Outils Policiers d'Éviction : Contrôles-Éviction et Multi-Verbalisation
- Contrôles-éviction : Jusqu'au début des années 2010, cette pratique visait à empêcher certaines personnes de rester dans les espaces publics, même en l'absence d'infraction.
Les policiers utilisaient des stratégies comme le contrôle d'identité suivi d'une demande de quitter les lieux, l'occupation du terrain, ou la conduite au poste pour vérification d'identité.
- Citation : « Les policiers utilisaient trois stratégies pour évincer. Ils pouvaient procéder à un contrôle d’identité, généralement accompagné d’une palpation, puis « demander aux gens de quitter les lieux ».
Ou bien ils tentaient d’« occuper le terrain » dans le but de contraindre les personnes à partir.

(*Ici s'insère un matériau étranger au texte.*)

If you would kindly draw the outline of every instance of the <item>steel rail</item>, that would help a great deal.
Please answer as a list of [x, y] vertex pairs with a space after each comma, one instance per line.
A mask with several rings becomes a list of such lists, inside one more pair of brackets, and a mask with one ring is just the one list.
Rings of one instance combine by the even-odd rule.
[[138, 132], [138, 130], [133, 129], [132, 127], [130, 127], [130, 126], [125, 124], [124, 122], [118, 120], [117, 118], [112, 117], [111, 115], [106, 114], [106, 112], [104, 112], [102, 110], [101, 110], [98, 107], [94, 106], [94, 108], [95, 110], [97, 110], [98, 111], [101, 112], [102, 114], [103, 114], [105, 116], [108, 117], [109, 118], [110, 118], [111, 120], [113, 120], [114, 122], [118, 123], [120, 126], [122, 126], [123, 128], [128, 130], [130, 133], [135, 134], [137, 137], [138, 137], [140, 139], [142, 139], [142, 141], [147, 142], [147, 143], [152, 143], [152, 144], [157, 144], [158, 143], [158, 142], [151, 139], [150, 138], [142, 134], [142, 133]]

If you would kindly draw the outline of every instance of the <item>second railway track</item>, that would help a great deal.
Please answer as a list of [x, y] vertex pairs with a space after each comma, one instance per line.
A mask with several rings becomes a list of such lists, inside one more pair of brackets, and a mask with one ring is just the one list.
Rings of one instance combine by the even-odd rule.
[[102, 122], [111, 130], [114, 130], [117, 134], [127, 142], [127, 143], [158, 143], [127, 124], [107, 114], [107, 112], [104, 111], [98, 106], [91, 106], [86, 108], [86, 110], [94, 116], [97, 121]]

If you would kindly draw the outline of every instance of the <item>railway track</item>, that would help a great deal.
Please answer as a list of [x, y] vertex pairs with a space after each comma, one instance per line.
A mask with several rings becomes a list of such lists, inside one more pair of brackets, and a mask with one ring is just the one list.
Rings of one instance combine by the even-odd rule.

Une troisième voie consistait à conduire les individus au poste de police pour procéder à une vérification d’identité, même lorsqu’ils connaissaient déjà leur identité, « le but étant que lorsqu'ils sont en train d’être verbalisés au commissariat, ils ne perturbent plus les quartiers ». »
- Multi-verbalisation : À partir de 2017, les groupes ciblés ont commencé à faire l'objet de verbalisations répétées pour des motifs liés à l'utilisation de l'espace public (incivilités, infractions routières, règles sanitaires).
Ces amendes répétées peuvent générer des dettes considérables, parfois supérieures à 30 000 euros pour des adolescents ou jeunes adultes.
- Les amendes sont souvent émises par lots et pour des faits mineurs, même sans contrôle direct des individus, grâce à l'interconnaissance entre policiers et jeunes ciblés, et à la généralisation du procès-verbal électronique.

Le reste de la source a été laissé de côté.